Step 4: Index Findings
Index any P0/P1 findings that suggest a systemic or structural pattern (not isolated typos or one-off mistakes) as kk:review-findings. Index on first encounter — recurrence detection happens on the search side in future reviews. This applies to findings from any source — corroborated, single-reviewer, or author-sourced.
- If no P0/P1 systemic findings exist, explicitly note "No findings to index" and move on.
- This step is mandatory — do not skip it even if the review found no issues.
Step 5: Present Report
Use this report template, organized by agreement level:
## Review Summary (Isolated Mode)
**Reviewers**: code-reviewer (Claude sub-agent), pal codereview ([model name])
**Files reviewed**: X files, Y lines changed
---
### Corroborated Findings
(Both reviewers flagged — highest signal)
- **[file:line]** Brief title ⟨corroborated⟩
- Profile: {profile_name} · Checklist: {checklist_filename}
- Triggered by: {signal_type} — {signal_description}
- code-reviewer: [severity] — [description]
- pal: [description in native format]
- Author context: [optional annotation]
### Code Reviewer Findings
(code-reviewer sub-agent only — P0-P3 format)
- **[file:line]** Brief title
- Profile: {profile_name} · Checklist: {checklist_filename}
- Triggered by: {signal_type} — {signal_description}
- Severity: P[0-3] | Confidence: [X]%
- [description and suggested fix]
- Author context: [optional annotation]
### External Review Findings
(pal codereview — native format)
- [pal output presented in its native format]
- Profile: {profile_name} · Checklist: {checklist_filename}
- Triggered by: {signal_type} — {signal_description}
- Author context: [optional annotation]
### Author-Sourced Findings
(Main agent observations during annotation — weight accordingly)

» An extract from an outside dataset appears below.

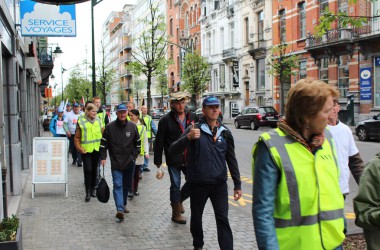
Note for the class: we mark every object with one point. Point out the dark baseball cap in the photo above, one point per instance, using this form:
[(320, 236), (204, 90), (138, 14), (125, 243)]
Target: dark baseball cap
[(121, 107), (210, 101)]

- **[file:line]** Brief title ⟨author-sourced⟩
- Profile: generic · Checklist: —
- Triggered by: —
- [description]
Section rules:
- Omit any section that has no findings (e.g., if no corroborated findings, skip that section).
- If a reviewer failed and only one reviewer's findings are present, note the failure at the top and present the available findings under the appropriate section.
Next steps
After presenting the report, ask the user how to proceed:
---
## Next Steps
I found X issues (corroborated: ..., code-reviewer: ..., pal: ..., author-sourced: ...).
**How would you like to proceed?**
1. **Fix all** — I'll implement all suggested fixes
2. **Fix corroborated + high severity** — Address corroborated findings and P0/P1 issues
3. **Fix specific items** — Tell me which issues to fix
4. **No changes** — Review complete, no implementation needed
Please choose an option or provide specific instructions.
Important: Do NOT implement any changes until the user explicitly confirms. This is a review-first workflow.
Step 6: Verify Outputs
Before declaring the review complete, check each item in the Required Outputs section of SKILL.md:
- Review report presented to user
- P0/P1 systemic findings indexed as
kk:review-findings(or explicitly noted "No findings to index") - Next steps confirmation from user
If any item is unchecked, go back and complete it before proceeding.